The company maintains that culture by recruiting people who fit and making sure people are connected through technology.

Says Dalla-Camina: “Social connections, fuelled by technology, are just as strong.”

As far as making sure that people are productive when they are not in the office, IBM requires managers to set clear timelines and outcomes.

Rosemary says she was distracted at first when she started working from home. “Then I realised I wasn’t getting the work done. I think everybody has to go through that transition,” she says.

According to the Australian managing partner at consultancy Veldhoen + Company, Luc Kamperman, the problem is not staff goofing off at home but not knowing when to stop working.

“The bigger challenge is: Where do you stop your working day? In most cases, people are overworking,” he says.

Netherlands-based Veldhoen is a pioneer of activity-based working (ABW), encouraging remote working by abolishing the concept of people having their own desks. It introduced the concept to Macquarie Bank in Sydney.

While many overseas companies use ABW to give employees freedom to choose when and how to work, in Australia most employers see the potential to cut real estate costs.

“This is the wrong way to do it,” says Kamperman. “In Australia, so far, what I have encountered is that [work] is still very much based on a management style of being seen and seeing what others are doing.”

“It is about being physically connected, face-to-face. The whole idea of working from home . . . has been treated with some scepticism and not really as a business opportunity.”
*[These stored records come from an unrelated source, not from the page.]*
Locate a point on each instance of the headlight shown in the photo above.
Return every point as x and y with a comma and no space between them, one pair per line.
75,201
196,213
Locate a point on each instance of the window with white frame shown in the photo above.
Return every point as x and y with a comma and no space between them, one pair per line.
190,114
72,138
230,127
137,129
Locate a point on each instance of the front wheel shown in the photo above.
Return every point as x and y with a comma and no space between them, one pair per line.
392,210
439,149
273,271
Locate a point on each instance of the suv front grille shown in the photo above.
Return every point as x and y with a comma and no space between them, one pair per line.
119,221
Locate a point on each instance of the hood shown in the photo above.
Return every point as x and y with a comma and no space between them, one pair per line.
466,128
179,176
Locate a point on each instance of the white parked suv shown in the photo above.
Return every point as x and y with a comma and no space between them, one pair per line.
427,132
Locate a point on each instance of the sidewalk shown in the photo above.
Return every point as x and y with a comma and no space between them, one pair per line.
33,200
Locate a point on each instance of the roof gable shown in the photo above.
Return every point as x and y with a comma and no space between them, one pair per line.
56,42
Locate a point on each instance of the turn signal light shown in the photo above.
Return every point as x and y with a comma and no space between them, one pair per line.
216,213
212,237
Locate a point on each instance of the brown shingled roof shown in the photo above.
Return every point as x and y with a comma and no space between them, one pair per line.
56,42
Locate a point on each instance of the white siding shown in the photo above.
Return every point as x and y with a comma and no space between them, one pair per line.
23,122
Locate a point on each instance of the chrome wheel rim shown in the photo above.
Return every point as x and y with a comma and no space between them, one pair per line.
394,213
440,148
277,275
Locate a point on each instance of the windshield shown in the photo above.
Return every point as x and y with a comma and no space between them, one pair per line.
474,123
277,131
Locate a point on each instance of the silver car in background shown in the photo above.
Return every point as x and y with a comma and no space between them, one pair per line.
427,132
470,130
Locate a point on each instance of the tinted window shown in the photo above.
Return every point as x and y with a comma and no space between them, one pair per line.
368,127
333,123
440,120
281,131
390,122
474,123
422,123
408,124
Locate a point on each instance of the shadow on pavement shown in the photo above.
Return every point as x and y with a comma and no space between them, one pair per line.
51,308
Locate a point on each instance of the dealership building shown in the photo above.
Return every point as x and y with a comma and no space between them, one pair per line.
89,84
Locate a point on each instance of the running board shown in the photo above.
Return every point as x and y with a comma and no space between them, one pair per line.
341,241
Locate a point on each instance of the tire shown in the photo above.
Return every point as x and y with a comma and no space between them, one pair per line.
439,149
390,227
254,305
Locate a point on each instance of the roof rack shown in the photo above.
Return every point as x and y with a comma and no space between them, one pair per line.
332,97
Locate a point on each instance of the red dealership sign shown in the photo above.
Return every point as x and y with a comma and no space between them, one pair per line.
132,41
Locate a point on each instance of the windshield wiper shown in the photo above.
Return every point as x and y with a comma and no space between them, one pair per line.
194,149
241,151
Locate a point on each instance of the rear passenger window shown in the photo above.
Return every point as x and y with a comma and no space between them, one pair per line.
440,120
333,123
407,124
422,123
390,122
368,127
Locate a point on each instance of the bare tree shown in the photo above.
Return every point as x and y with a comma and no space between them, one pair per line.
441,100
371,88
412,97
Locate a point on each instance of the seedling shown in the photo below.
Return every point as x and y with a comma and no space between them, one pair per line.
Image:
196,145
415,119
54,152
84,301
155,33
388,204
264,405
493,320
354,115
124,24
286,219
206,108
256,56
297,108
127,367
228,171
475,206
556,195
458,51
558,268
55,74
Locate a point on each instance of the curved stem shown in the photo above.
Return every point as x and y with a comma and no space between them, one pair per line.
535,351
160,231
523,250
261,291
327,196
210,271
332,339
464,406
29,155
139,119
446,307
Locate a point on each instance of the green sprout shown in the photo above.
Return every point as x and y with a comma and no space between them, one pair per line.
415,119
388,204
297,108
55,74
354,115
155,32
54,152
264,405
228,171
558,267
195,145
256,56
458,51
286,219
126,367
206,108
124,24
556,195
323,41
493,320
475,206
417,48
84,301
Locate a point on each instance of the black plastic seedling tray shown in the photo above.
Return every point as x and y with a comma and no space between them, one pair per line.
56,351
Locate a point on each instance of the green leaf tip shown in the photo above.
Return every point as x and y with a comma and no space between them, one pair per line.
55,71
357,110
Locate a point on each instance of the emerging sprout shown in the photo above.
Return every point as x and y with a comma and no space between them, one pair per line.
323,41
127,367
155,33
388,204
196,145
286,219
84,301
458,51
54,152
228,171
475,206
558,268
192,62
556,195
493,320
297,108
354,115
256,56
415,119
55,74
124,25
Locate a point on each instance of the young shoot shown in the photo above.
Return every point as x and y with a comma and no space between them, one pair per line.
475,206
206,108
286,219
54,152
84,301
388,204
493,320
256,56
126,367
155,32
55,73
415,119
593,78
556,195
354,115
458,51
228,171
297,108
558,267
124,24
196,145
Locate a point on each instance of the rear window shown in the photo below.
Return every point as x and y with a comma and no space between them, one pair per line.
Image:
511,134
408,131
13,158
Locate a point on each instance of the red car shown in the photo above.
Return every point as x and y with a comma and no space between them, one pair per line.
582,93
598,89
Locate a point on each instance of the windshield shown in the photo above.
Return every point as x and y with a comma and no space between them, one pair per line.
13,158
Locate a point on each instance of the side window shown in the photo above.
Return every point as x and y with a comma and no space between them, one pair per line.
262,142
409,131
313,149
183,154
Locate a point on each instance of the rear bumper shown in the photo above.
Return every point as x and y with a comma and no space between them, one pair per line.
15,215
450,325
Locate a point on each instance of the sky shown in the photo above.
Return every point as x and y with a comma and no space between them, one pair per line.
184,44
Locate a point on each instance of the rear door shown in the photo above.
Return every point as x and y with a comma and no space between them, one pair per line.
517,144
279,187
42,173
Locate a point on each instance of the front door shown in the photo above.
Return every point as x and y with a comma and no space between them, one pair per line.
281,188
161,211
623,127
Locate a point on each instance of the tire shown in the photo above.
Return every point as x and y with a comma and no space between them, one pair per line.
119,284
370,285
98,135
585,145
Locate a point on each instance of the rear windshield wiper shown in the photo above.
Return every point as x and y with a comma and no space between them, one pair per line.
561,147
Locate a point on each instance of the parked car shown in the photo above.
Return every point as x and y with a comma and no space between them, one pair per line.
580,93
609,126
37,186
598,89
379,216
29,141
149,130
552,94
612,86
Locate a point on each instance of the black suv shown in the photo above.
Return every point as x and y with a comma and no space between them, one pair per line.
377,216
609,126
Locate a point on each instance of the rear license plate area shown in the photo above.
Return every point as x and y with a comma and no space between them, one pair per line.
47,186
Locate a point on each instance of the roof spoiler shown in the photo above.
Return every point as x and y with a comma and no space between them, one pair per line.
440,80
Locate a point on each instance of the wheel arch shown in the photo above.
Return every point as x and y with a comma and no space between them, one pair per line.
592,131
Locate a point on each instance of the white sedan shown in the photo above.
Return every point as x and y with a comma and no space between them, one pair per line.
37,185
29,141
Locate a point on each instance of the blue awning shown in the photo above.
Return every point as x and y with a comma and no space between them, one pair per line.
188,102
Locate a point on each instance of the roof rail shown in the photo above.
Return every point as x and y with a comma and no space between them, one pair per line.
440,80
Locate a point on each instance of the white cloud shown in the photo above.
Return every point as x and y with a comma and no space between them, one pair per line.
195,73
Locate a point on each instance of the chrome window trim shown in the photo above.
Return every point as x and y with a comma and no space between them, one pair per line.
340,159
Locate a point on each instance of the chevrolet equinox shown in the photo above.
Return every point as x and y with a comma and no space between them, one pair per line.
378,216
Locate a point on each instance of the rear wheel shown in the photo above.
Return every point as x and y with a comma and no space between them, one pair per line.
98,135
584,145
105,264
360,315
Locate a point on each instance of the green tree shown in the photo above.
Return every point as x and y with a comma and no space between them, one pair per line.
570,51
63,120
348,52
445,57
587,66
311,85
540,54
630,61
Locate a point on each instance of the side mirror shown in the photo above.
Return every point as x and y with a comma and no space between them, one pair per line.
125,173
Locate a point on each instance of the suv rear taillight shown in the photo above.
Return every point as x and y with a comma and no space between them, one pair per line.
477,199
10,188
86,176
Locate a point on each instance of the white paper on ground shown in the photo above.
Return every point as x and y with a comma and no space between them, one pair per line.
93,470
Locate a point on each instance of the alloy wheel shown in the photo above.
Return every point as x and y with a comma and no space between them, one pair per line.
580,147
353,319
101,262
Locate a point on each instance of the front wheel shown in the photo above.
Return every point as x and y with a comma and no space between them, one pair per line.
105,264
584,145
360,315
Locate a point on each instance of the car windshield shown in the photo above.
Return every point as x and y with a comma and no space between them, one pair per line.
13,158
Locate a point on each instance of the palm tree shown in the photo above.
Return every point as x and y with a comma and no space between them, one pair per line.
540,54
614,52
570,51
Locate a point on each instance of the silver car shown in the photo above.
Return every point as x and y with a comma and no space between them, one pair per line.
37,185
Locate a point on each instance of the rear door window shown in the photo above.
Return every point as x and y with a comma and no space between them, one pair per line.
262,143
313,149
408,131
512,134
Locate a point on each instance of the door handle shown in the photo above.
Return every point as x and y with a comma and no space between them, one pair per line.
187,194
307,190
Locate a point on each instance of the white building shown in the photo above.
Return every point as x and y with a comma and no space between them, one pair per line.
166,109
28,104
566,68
Kamperman says that working away from the office means it inevitably takes up a smaller proportion of people’s social lives. People instead make closer connections in the communities in which they live in if they work from home or in local cafes or shared working spaces.

Cutting connections to workmates may not suit everybody but the point of ABW is that people can make choices about how they work. “It’s a freedom within boundaries,” says Kamperman.

In most cases, without face-to-face contact, there will be a loss of team cohesion and the organisation has to find ways to counteract that. In some companies there is an agreement about the minimum time colleagues should spend in each others’ presence.

There can be arrangements made to celebrate birthdays as an opportunity to get people together.

Kamperman says that rather than weakening company culture, the loose physical bonds make it even more important.

“It is the job of a manager to create a fantastic community culture,” he says. “To become more of a network.”

“By letting go and giving freedom, you get a different kind of connection back – one that is stronger because it is given freely.”